Saturday, April 26, 2014

Dropping

Inspirational song: Threw It On the Ground (The Lonely Island)

Usually I stand up for cats in general to people who write them off as difficult or aloof. But today, I'm a bit annoyed, tired of the attitude that my particular Pride adopts. I'm not a neat freak, but I have had it up to here with picking up the same things off the floor every single day. I try to contain my messiness to a few piles of paper, and a scattering of random accessories (hair clips, garden gloves, etc) across a few horizontal surfaces. I am convinced that the old man cat has devoted all of the time he has left on this earth to finding ways to get me to yell at him, not that he could hear me. He follows me around the house, yelling in his deaf Siamese cat voice, and he sleeps only in places where I have my little junk piles, so that he can spend his entire nap squirming and pushing things onto the floor. Like an idiot, I just pick them up and put them back where I had them, and the cycle resumes, Every. Single. Day. He is the only one of the gang who even tries to make it look like an accident. The girl cats grab things with their paws, and intentionally flip them to the ground. "What's this? The cap to the half and half? Ground." I have stopped bothering to look for hair ties on my bathroom counter or bedside table, where I put them when I let my hair down at night. The first place I look, as I'm brushing my hair back into a pony, is the floor, by the toe kick of the cabinet, or just out of view under my bed. I will never agree with people who think cats are aloof, but I'm right there with people who say that cats are jerks.

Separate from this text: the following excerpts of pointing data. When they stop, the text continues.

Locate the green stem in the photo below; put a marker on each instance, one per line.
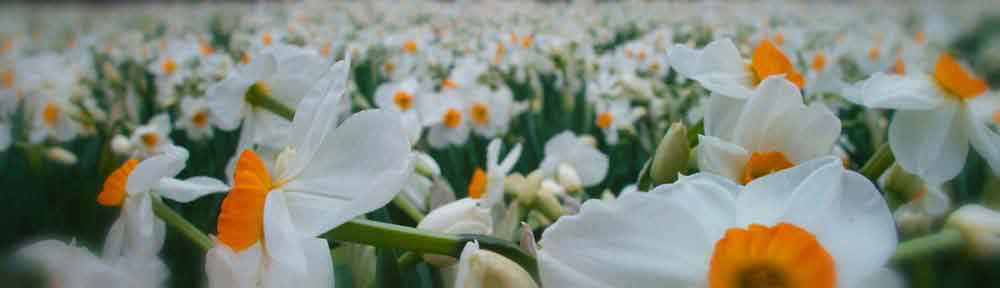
(879, 162)
(945, 240)
(425, 242)
(260, 98)
(182, 225)
(408, 208)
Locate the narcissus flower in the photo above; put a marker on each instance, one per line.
(795, 228)
(937, 117)
(719, 67)
(770, 131)
(329, 175)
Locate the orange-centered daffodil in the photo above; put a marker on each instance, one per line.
(784, 255)
(767, 60)
(955, 81)
(452, 118)
(113, 193)
(764, 163)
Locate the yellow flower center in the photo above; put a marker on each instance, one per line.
(403, 100)
(168, 65)
(764, 163)
(50, 114)
(452, 118)
(150, 139)
(448, 84)
(8, 79)
(200, 119)
(241, 218)
(767, 60)
(410, 46)
(604, 119)
(113, 193)
(480, 114)
(784, 255)
(266, 39)
(956, 81)
(477, 185)
(819, 61)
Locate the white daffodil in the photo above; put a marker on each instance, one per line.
(328, 175)
(448, 125)
(770, 131)
(472, 215)
(195, 118)
(615, 115)
(937, 117)
(573, 161)
(483, 268)
(404, 97)
(706, 231)
(152, 138)
(53, 119)
(719, 67)
(489, 110)
(70, 266)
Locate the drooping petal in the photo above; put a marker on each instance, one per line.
(190, 189)
(360, 166)
(930, 144)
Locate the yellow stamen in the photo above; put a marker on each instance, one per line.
(410, 46)
(784, 255)
(477, 185)
(956, 81)
(403, 100)
(50, 114)
(113, 193)
(168, 65)
(767, 60)
(480, 113)
(764, 163)
(604, 120)
(452, 118)
(241, 219)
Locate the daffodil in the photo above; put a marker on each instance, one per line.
(795, 228)
(770, 131)
(195, 118)
(327, 176)
(937, 117)
(719, 67)
(615, 115)
(573, 161)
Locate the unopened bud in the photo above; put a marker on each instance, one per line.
(120, 145)
(980, 227)
(568, 178)
(671, 156)
(61, 156)
(484, 268)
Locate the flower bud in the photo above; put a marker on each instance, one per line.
(980, 227)
(671, 156)
(484, 268)
(61, 156)
(569, 179)
(121, 145)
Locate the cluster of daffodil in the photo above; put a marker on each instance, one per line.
(646, 144)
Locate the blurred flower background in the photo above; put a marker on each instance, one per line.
(176, 145)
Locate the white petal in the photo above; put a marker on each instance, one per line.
(930, 144)
(722, 158)
(280, 238)
(359, 167)
(613, 244)
(909, 92)
(190, 189)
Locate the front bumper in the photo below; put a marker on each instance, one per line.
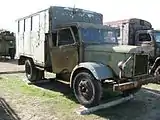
(134, 84)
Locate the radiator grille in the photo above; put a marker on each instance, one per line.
(141, 65)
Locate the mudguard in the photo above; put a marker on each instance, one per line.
(99, 71)
(155, 65)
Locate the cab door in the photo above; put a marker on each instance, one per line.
(65, 53)
(145, 39)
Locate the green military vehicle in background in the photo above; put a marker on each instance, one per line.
(75, 45)
(7, 44)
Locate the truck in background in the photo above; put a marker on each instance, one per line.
(74, 44)
(139, 32)
(7, 44)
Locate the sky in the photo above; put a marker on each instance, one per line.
(11, 10)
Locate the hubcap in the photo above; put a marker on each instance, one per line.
(85, 89)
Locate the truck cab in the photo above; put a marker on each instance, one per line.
(139, 32)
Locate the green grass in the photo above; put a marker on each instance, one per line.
(62, 106)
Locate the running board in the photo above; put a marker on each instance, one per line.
(84, 111)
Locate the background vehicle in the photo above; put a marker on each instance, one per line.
(74, 44)
(139, 32)
(7, 44)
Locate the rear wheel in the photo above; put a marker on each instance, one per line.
(87, 89)
(32, 73)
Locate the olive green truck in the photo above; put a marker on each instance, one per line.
(7, 44)
(74, 44)
(139, 32)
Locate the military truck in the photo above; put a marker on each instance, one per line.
(139, 32)
(74, 44)
(7, 43)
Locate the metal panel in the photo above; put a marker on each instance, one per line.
(27, 47)
(21, 37)
(62, 15)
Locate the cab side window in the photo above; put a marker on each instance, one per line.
(65, 37)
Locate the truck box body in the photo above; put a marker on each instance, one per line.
(126, 29)
(32, 29)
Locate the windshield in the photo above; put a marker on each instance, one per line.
(157, 36)
(94, 35)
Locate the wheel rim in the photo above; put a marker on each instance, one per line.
(157, 71)
(28, 70)
(85, 89)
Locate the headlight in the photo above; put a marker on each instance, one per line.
(121, 65)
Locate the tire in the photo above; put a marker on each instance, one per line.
(157, 73)
(12, 56)
(87, 89)
(32, 73)
(12, 53)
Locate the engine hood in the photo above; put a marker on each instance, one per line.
(116, 48)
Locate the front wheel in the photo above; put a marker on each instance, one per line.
(157, 73)
(87, 89)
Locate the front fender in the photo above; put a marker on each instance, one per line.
(99, 71)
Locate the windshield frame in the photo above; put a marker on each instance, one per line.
(101, 27)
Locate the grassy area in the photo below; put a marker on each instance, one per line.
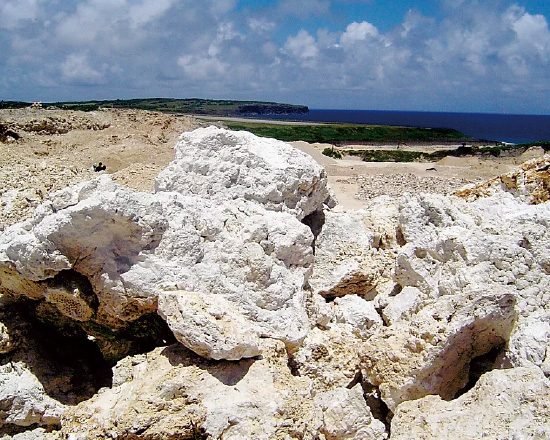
(348, 133)
(419, 156)
(187, 106)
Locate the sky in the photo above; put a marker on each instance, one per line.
(441, 55)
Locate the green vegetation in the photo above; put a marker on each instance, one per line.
(187, 106)
(348, 133)
(332, 152)
(419, 156)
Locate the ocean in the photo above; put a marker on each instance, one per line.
(515, 129)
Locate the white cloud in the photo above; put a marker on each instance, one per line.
(14, 12)
(198, 67)
(358, 32)
(76, 69)
(302, 46)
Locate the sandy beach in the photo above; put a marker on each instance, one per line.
(57, 148)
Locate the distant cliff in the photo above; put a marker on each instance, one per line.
(172, 105)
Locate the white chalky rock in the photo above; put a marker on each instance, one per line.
(355, 311)
(402, 305)
(23, 400)
(458, 247)
(349, 256)
(209, 325)
(346, 415)
(170, 392)
(431, 352)
(504, 404)
(221, 165)
(125, 247)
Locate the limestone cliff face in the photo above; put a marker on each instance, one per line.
(233, 303)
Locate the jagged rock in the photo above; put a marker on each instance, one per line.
(222, 165)
(209, 325)
(346, 416)
(431, 352)
(329, 357)
(504, 404)
(350, 258)
(138, 245)
(530, 183)
(358, 313)
(401, 305)
(23, 400)
(172, 393)
(493, 242)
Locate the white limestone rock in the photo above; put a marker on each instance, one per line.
(170, 391)
(329, 357)
(221, 165)
(402, 305)
(358, 313)
(350, 258)
(346, 415)
(456, 247)
(209, 325)
(431, 352)
(504, 404)
(137, 245)
(23, 400)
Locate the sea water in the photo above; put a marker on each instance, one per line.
(494, 127)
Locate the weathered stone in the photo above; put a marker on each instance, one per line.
(23, 399)
(358, 313)
(431, 352)
(171, 392)
(141, 244)
(494, 242)
(402, 305)
(350, 258)
(223, 165)
(504, 404)
(346, 415)
(209, 325)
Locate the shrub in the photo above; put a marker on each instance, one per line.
(332, 152)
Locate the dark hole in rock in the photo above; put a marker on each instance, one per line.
(400, 237)
(9, 430)
(378, 407)
(479, 366)
(315, 221)
(70, 367)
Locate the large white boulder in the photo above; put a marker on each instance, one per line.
(23, 400)
(431, 353)
(102, 253)
(352, 256)
(504, 404)
(221, 165)
(172, 392)
(494, 242)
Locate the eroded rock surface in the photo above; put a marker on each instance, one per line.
(503, 404)
(224, 165)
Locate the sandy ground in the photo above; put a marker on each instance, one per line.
(355, 182)
(57, 148)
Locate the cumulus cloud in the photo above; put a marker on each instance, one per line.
(216, 48)
(302, 46)
(76, 69)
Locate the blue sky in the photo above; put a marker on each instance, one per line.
(439, 55)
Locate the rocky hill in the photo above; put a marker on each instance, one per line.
(233, 302)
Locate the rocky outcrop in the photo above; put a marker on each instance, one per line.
(431, 353)
(228, 305)
(503, 404)
(530, 183)
(226, 165)
(352, 256)
(140, 245)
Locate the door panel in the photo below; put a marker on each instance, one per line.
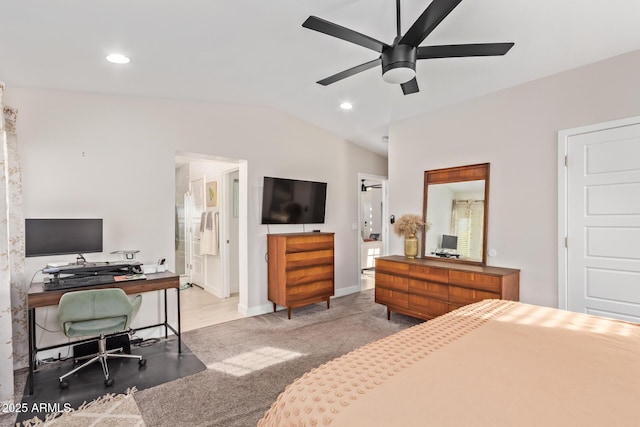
(603, 222)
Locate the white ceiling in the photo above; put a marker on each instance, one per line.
(256, 51)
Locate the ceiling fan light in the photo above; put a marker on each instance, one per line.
(399, 75)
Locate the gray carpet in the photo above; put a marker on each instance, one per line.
(252, 360)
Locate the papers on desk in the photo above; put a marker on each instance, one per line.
(127, 277)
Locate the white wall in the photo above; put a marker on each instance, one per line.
(516, 131)
(91, 155)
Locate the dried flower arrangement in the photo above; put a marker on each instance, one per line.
(408, 224)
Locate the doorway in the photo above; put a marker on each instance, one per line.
(372, 228)
(599, 219)
(213, 189)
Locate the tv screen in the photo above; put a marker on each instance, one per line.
(62, 236)
(449, 242)
(291, 201)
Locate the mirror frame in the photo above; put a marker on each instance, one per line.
(458, 174)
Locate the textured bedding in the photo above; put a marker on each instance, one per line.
(493, 363)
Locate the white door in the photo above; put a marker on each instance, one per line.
(198, 272)
(603, 220)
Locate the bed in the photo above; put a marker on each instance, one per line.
(495, 362)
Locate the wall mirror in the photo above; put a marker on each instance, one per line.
(455, 204)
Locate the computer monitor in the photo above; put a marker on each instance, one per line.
(61, 236)
(449, 242)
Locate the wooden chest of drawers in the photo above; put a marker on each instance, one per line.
(301, 269)
(427, 288)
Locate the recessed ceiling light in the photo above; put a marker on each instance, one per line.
(117, 58)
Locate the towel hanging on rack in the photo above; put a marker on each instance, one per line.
(209, 236)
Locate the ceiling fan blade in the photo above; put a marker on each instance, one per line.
(460, 50)
(343, 33)
(428, 21)
(410, 87)
(350, 72)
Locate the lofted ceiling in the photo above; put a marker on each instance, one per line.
(255, 52)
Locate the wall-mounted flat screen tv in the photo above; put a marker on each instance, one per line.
(292, 201)
(58, 236)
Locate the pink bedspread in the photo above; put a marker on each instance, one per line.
(493, 363)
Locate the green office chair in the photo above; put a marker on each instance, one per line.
(98, 312)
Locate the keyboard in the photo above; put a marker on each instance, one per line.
(78, 281)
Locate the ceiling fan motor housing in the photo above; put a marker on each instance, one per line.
(399, 63)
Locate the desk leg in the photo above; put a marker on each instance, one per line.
(32, 345)
(179, 330)
(166, 316)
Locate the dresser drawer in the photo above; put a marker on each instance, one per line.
(427, 306)
(392, 298)
(309, 274)
(306, 259)
(429, 273)
(429, 289)
(392, 282)
(464, 296)
(309, 243)
(475, 280)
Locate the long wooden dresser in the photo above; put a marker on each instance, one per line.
(426, 288)
(301, 269)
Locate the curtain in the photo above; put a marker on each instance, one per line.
(466, 223)
(13, 287)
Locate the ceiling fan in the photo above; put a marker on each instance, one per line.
(398, 60)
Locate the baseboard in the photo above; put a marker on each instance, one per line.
(346, 291)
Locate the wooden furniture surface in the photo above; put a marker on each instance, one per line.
(37, 297)
(301, 269)
(427, 288)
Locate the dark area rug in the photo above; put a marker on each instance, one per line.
(251, 361)
(163, 365)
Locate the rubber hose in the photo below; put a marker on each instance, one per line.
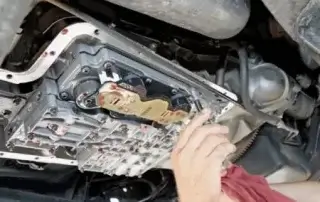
(244, 90)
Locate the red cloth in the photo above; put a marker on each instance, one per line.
(238, 184)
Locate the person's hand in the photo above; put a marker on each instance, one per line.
(198, 158)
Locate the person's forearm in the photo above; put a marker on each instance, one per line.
(226, 198)
(300, 191)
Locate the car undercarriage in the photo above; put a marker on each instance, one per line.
(94, 93)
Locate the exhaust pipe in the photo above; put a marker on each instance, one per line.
(218, 19)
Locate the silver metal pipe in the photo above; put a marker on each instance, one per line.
(219, 19)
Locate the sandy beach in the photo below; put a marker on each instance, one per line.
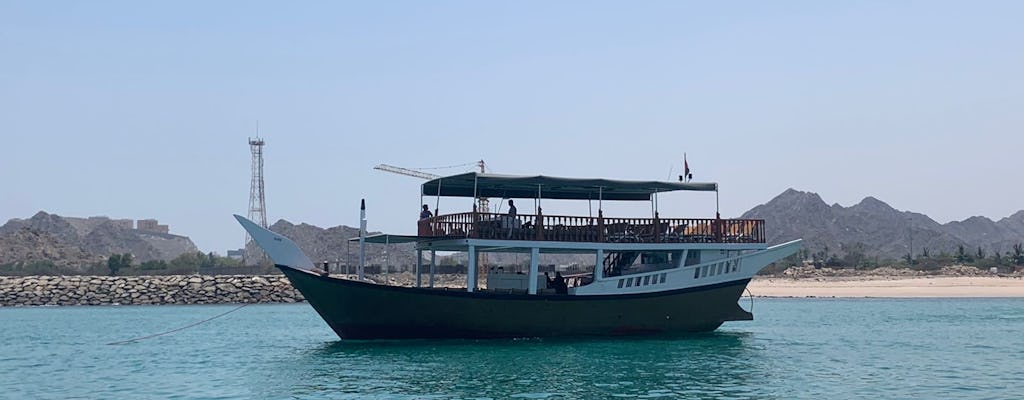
(924, 286)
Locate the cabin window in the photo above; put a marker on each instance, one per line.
(692, 258)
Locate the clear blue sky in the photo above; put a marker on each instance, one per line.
(141, 109)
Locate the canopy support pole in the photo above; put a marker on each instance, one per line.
(535, 259)
(471, 275)
(717, 214)
(419, 267)
(433, 264)
(437, 202)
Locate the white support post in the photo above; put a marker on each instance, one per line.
(471, 275)
(535, 259)
(433, 263)
(419, 267)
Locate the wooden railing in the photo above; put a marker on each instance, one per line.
(596, 229)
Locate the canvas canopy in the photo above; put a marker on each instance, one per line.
(495, 185)
(387, 238)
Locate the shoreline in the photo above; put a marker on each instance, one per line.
(888, 286)
(72, 291)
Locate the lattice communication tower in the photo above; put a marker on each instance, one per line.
(257, 203)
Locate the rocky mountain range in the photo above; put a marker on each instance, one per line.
(871, 226)
(70, 240)
(878, 229)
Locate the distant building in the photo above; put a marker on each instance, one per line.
(152, 225)
(237, 254)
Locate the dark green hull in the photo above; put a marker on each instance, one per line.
(365, 311)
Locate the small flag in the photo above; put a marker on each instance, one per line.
(686, 169)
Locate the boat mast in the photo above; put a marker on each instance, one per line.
(363, 238)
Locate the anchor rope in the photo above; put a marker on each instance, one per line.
(179, 328)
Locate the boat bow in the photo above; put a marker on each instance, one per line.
(282, 250)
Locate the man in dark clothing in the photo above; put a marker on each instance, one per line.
(558, 283)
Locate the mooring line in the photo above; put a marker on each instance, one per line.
(180, 328)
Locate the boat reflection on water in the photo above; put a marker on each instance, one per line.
(722, 364)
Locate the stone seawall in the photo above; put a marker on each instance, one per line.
(95, 291)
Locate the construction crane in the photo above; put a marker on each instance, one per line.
(482, 204)
(407, 172)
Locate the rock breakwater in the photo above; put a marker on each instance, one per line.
(95, 291)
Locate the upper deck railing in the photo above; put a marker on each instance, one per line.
(594, 229)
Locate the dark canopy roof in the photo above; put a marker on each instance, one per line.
(494, 185)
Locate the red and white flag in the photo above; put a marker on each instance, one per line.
(686, 169)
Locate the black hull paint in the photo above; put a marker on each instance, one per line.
(366, 311)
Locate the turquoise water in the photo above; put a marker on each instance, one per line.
(795, 349)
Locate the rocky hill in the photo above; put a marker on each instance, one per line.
(28, 245)
(878, 229)
(97, 237)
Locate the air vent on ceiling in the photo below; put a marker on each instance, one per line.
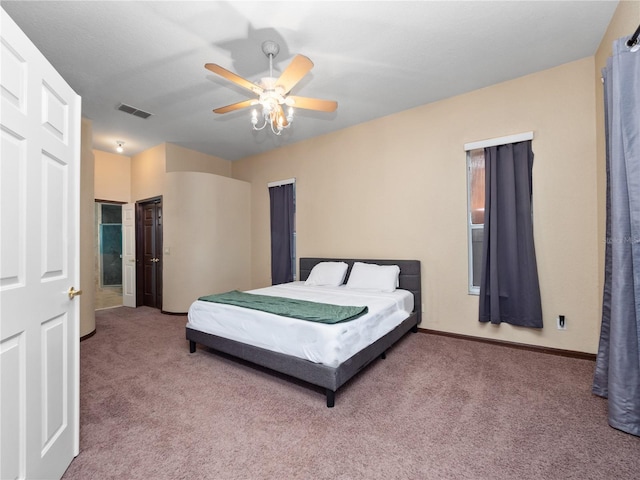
(133, 111)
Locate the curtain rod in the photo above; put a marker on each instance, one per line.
(633, 41)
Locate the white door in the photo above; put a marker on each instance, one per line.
(129, 255)
(39, 235)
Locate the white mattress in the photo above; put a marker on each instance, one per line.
(317, 342)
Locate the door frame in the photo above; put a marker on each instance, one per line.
(139, 222)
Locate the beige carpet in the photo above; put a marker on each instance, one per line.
(436, 408)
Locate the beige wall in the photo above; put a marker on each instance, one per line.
(206, 222)
(396, 188)
(180, 159)
(148, 171)
(207, 237)
(112, 179)
(87, 299)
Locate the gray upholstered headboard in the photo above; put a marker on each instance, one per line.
(409, 274)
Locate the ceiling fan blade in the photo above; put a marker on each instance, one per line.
(313, 103)
(237, 79)
(235, 106)
(298, 68)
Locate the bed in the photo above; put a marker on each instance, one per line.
(328, 373)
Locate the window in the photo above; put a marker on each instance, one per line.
(283, 231)
(475, 201)
(475, 209)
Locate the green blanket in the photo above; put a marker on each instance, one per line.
(289, 307)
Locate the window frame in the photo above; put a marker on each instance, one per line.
(469, 147)
(294, 238)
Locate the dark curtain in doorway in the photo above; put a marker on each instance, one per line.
(509, 288)
(617, 373)
(282, 218)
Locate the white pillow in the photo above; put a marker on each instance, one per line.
(369, 276)
(329, 274)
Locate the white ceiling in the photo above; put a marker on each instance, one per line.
(374, 58)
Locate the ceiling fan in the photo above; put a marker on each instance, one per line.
(273, 93)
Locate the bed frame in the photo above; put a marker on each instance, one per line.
(330, 378)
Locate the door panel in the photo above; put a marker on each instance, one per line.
(39, 342)
(151, 253)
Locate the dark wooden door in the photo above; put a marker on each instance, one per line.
(150, 253)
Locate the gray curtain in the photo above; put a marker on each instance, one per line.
(282, 218)
(617, 373)
(509, 288)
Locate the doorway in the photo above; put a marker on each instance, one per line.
(108, 254)
(149, 251)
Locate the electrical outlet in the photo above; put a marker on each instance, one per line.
(561, 322)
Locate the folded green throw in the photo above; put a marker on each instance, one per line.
(289, 307)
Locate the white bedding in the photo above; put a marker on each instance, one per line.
(317, 342)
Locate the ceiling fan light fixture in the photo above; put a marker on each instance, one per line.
(273, 93)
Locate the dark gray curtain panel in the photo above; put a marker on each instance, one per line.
(617, 372)
(509, 288)
(282, 218)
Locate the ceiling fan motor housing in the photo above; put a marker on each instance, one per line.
(269, 47)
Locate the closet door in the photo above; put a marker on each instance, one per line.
(151, 253)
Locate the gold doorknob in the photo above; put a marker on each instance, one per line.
(73, 292)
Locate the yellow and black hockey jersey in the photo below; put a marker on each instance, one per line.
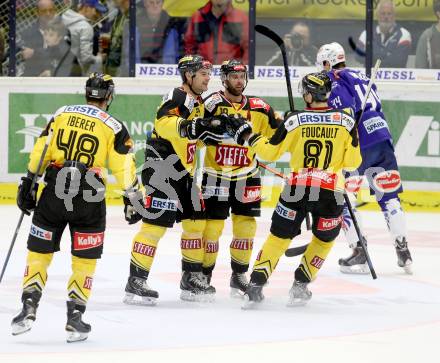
(322, 142)
(177, 106)
(227, 159)
(87, 134)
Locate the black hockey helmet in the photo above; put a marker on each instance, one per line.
(192, 63)
(231, 66)
(99, 87)
(318, 85)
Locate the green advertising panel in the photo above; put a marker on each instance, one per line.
(414, 126)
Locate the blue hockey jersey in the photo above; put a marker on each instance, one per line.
(348, 90)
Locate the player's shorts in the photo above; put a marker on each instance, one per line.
(86, 222)
(241, 197)
(326, 214)
(379, 166)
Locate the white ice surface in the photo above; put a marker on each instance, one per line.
(353, 319)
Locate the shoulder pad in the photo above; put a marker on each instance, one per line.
(258, 103)
(347, 121)
(291, 123)
(212, 101)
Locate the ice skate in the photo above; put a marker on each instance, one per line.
(356, 263)
(77, 330)
(404, 258)
(194, 287)
(137, 292)
(238, 284)
(299, 294)
(253, 296)
(22, 322)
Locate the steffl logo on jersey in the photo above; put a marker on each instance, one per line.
(410, 144)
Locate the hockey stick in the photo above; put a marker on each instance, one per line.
(361, 240)
(264, 30)
(20, 220)
(369, 86)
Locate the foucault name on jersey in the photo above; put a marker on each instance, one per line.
(231, 155)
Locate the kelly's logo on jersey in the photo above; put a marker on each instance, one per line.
(327, 224)
(40, 233)
(231, 155)
(85, 241)
(190, 153)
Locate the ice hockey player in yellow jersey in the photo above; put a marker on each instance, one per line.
(231, 179)
(322, 142)
(171, 193)
(86, 138)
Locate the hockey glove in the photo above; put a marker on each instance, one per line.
(209, 130)
(131, 199)
(27, 198)
(238, 128)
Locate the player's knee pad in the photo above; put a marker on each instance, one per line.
(191, 243)
(313, 259)
(143, 249)
(268, 257)
(80, 283)
(211, 236)
(244, 226)
(35, 274)
(244, 229)
(395, 217)
(213, 229)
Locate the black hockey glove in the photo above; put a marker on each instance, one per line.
(27, 198)
(210, 130)
(238, 128)
(131, 199)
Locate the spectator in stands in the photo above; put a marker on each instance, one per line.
(33, 41)
(428, 46)
(59, 58)
(81, 36)
(218, 32)
(159, 42)
(116, 63)
(300, 52)
(391, 42)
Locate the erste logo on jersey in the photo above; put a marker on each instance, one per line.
(252, 194)
(144, 249)
(190, 152)
(327, 224)
(160, 203)
(255, 102)
(231, 155)
(387, 181)
(87, 240)
(40, 233)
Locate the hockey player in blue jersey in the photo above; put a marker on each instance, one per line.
(379, 165)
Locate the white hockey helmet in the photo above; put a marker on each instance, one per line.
(333, 53)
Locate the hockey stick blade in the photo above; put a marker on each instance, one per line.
(264, 30)
(295, 251)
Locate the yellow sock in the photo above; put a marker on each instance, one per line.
(191, 244)
(211, 236)
(312, 260)
(80, 283)
(244, 229)
(268, 257)
(143, 249)
(35, 274)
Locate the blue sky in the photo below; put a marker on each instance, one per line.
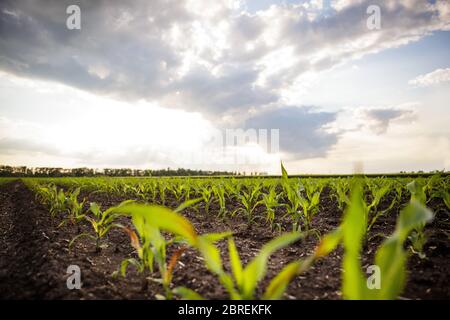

I need to put out another urgent call for advice on my magnolia tree. Whatever is attacking it has spread throughout the entire tree now. The leaves are spotty, turning yellow and brown, and dropping off in great numbers. I want to save it. It's a huge tree. Please, does anyone have a suggestion for a treatment? Who has experience with diseases or pests that affect magnolias? Or is it just a mineral deficiency?

It was time to prune the first round of spent blossoms off the roses today. It seems like it was just a few days ago that I was squirming with anticipation of the first flowers, and now they're already scattering petals and getting crisp. I thought about collecting the petals, for some crafty reason that I never fully developed, and I started stacking the clipped roses along the rail of the deck. It didn't take long before I found Athena, standing in the succulent bowl, reaching for the collected roses, pulling them to the ground. Thanks, Ewok. Thanks for being a jerk. I suppose I shouldn't have expected anything different.